Éric Chevillard, L'autofictif, Samedi 26 décembre 2009, 760-3
Éric Chevillard était un écrivain. Et remarquable probablement. Un styliste drôle, ironique souvent, cynique même, aux phrases belles parfois comme d'un moraliste du 17ème siècle. Hier encore, dans la nuit, il publiait sur son blog monacal les trois aphorismes quotidiens.
Tout écrivain dialogue avec les grandes figures de la littérature et se prend inévitablement pour un de leurs pairs, cela même si le pilon seul dévore ses pages à peine imprimées. Et sans doute, à l’instar de ces immortels génies, ne sera-t-il jamais oublié, puisqu’il y faut cette condition d’avoir un jour été connu.
Éric Chevillard, L'autofictif, Jeudi 15 octobre 2009, 693-2
On est obligé d'en parler au passé, parce que chaque année, alors que paraissent sur papier, en librairie, les aphorismes de l'année qui s'achève, Chevillard les efface définitivement de son blog. Il pense que l'internet est une sorte de palimpseste perpétuel, un vaste tableau noir dont chaque jour nouveau efface le précédent, qui ne peut être qu'une vitrine de passage, mais pas un héritage pour la postérité.
Ainsi, afin de citer une pensée de Chevillard, on ne pourra jamais créer le moindre lien sur internet. On sait qu'il désignerait inéluctablement le vide après quelques mois seulement.
Être recherché sans succès par un admirateur boutonneux, entre Cheval et Chèvre sur les étagères poussiéreuses d'une librairie localisée au 3, impasse de l'avenir, est certainement gratifiant. Mais pas au point de refuser d'éparpiller quelques souvenirs désordonnés sur le réseau, des empreintes également volatiles, certes, mais qu'un farfouilleur aurait toutes les chances d'apercevoir un jour, dans cet immense cabinet des curiosités qu'héberge le deuxième monde, le monde virtuel.
MOI – Je vais quand même changer les assiettes.
LE MONDE ENTIER (d’une seule voix) – Mais non voyons ! C’est bien inutile ! T’embête pas avec ça ! Regarde, elles ne sont pas si sales.
MOI – Bon.
Éric Chevillard, L'autofictif, Samedi 17 octobre 2009, 695-3
Du coup, l'amateur de littérature (pas de livres) n'a plus très envie d'aller voir dans le premier monde les œuvres sur papier, pourtant attirantes, à la lecture par exemple des premières pages de Préhistoire.
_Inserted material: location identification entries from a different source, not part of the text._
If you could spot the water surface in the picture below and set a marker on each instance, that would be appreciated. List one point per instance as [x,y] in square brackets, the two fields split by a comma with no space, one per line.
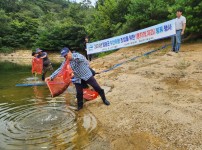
[31,119]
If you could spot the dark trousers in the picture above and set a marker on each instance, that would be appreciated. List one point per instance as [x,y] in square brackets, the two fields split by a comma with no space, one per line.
[94,84]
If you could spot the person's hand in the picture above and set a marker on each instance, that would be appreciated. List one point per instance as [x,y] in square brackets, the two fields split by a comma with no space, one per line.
[47,79]
[73,80]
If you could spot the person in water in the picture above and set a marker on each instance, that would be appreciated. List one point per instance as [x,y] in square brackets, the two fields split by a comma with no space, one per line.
[81,71]
[46,62]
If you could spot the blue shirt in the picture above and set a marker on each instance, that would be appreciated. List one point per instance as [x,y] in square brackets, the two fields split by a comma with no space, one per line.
[80,68]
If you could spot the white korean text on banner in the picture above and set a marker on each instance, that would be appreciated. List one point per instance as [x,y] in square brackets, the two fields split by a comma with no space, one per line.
[159,31]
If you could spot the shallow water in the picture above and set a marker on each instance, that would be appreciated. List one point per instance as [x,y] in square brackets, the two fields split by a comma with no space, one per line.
[31,119]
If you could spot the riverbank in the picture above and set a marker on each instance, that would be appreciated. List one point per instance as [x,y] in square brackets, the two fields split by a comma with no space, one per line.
[156,101]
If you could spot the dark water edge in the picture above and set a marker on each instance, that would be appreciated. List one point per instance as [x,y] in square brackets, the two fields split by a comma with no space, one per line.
[31,119]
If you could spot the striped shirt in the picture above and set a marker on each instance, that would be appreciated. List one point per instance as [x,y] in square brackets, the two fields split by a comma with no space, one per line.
[80,67]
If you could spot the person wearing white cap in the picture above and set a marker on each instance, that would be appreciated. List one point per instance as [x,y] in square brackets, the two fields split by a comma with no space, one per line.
[46,62]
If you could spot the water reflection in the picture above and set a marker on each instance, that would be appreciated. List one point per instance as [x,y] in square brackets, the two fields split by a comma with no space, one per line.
[31,119]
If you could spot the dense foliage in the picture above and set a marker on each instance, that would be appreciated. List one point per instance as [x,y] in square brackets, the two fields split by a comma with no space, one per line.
[52,24]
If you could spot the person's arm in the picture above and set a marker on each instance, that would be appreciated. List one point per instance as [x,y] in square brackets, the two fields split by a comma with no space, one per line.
[183,25]
[44,55]
[79,58]
[183,28]
[55,73]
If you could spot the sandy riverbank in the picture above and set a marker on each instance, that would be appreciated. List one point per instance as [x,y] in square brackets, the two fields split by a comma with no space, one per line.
[156,101]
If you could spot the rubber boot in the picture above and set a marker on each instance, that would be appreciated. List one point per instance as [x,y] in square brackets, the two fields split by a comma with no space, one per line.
[79,101]
[102,95]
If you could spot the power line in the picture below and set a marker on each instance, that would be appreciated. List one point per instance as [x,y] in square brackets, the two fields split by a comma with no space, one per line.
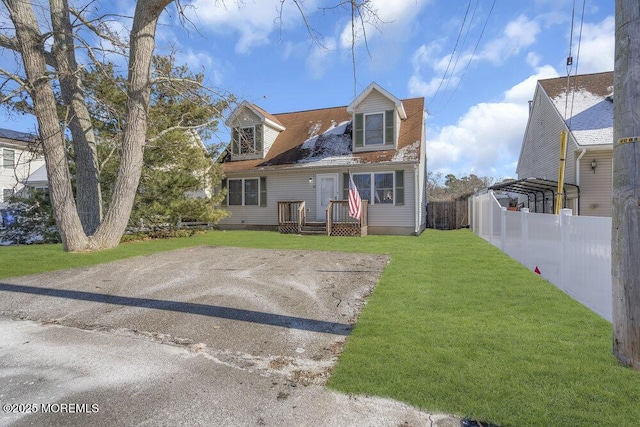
[573,94]
[470,57]
[452,54]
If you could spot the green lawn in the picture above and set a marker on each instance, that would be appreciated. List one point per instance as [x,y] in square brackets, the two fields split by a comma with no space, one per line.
[453,326]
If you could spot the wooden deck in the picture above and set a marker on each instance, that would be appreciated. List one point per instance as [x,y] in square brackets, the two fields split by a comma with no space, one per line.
[292,219]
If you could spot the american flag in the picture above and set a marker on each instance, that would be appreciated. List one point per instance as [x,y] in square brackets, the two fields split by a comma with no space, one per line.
[355,202]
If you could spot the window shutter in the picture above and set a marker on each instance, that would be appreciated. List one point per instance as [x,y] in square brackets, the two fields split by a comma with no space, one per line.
[345,186]
[259,139]
[235,149]
[358,130]
[399,188]
[263,191]
[224,188]
[389,130]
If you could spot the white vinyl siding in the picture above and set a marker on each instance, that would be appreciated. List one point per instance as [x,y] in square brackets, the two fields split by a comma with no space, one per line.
[294,185]
[595,188]
[540,156]
[8,159]
[376,103]
[270,135]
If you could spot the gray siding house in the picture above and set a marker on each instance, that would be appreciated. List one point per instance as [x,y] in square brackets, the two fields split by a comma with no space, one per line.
[21,165]
[583,106]
[294,167]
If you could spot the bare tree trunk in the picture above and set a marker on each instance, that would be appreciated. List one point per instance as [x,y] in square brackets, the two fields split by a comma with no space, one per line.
[88,194]
[626,186]
[142,44]
[44,104]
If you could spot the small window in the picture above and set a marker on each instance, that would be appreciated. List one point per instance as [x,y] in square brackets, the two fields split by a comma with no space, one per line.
[244,192]
[251,192]
[363,184]
[383,188]
[374,129]
[247,140]
[8,159]
[380,185]
[235,192]
[7,193]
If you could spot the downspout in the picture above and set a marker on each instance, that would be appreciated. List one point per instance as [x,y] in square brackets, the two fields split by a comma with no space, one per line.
[584,151]
[563,156]
[417,200]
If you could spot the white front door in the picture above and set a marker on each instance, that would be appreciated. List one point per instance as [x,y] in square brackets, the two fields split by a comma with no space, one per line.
[326,190]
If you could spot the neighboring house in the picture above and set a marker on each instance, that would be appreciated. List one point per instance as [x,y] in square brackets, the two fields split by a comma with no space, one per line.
[279,163]
[586,111]
[21,165]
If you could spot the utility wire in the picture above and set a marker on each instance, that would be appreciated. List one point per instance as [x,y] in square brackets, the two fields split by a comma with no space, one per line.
[464,41]
[573,93]
[452,54]
[475,48]
[569,60]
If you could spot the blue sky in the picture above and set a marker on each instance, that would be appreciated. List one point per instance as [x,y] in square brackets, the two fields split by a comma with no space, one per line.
[476,94]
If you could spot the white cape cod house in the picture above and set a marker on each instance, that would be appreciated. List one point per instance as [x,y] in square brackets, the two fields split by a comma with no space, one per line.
[290,171]
[583,107]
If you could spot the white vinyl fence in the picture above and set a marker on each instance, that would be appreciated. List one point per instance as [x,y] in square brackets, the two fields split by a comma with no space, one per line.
[572,252]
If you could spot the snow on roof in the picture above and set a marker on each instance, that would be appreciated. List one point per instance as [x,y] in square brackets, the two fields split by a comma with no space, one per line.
[409,153]
[16,136]
[315,138]
[589,106]
[589,116]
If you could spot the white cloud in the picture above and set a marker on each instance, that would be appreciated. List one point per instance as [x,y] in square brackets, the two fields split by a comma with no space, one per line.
[523,91]
[419,87]
[518,34]
[319,59]
[597,47]
[254,22]
[486,140]
[391,17]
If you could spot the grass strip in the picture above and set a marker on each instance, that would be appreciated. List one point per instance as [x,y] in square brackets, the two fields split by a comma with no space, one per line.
[453,326]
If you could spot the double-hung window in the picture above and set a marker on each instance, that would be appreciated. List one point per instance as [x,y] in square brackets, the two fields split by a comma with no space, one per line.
[247,192]
[247,136]
[7,194]
[374,129]
[8,159]
[377,188]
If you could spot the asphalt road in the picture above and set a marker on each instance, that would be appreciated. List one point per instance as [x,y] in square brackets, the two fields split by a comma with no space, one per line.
[200,336]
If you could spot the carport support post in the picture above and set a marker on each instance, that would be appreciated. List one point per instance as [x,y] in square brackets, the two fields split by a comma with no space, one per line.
[524,219]
[490,199]
[503,227]
[565,236]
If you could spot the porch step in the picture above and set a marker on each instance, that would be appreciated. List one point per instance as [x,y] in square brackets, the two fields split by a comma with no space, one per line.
[314,228]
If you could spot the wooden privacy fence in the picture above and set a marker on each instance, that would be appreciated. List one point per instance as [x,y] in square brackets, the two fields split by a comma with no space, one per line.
[448,214]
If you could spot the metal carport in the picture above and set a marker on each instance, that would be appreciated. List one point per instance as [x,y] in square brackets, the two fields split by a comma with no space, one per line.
[538,186]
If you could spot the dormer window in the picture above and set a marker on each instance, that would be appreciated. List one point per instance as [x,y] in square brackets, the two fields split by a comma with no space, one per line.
[247,140]
[374,129]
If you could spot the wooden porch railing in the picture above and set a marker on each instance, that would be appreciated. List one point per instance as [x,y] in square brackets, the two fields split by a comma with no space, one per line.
[339,223]
[291,216]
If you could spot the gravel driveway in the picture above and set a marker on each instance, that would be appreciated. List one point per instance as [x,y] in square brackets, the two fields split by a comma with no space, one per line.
[199,336]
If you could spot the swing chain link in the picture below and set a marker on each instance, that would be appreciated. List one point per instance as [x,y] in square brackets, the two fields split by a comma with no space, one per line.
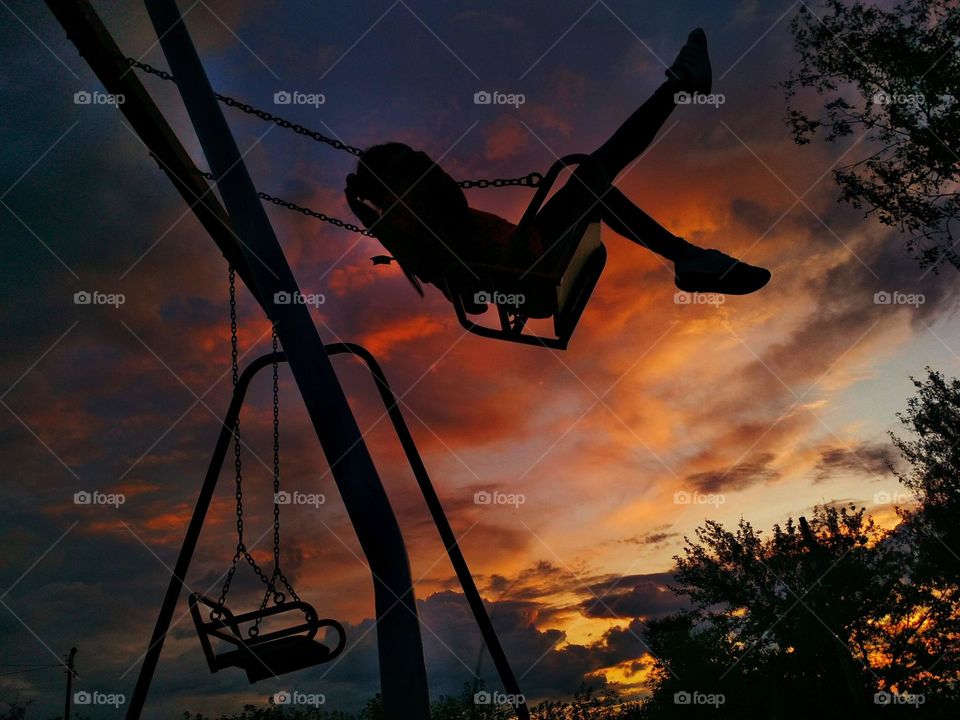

Il redoute de se méprendre, d'oublier de vérifier la date de péremption du livre au risque de voir s'effacer les pages l'une après l'autre, avant qu'il n'ait pu en lire le dénouement.
Alors il recueille pieusement un florilège des pensées de Chevillard, qu'il classe soigneusement dans un petit fichier numérique pour les années de pénurie qui viendront fatalement.

Les archives désertées de l'Autofictif, le blog d'Éric Chevillard
Une autre preuve de notre solitude ? [...] Par extraordinaire, l’homme ou la femme de notre vie fréquente la même université ou travaille dans la même boîte que nous ! Quelle prodigieuse coïncidence ! Quel miracle ! Et comme nous avons les bras courts ! Et que tout cela est contingent ! Nous sommes seuls parce que les autres, ceux qui peuplent notre existence, ne seront jamais que ces autres-là, qui font l’affaire aussi bien que ces autres-ci (auraient pu la faire), indifféremment. Un agrégat fortuit de solitudes, né de la seule circonstance.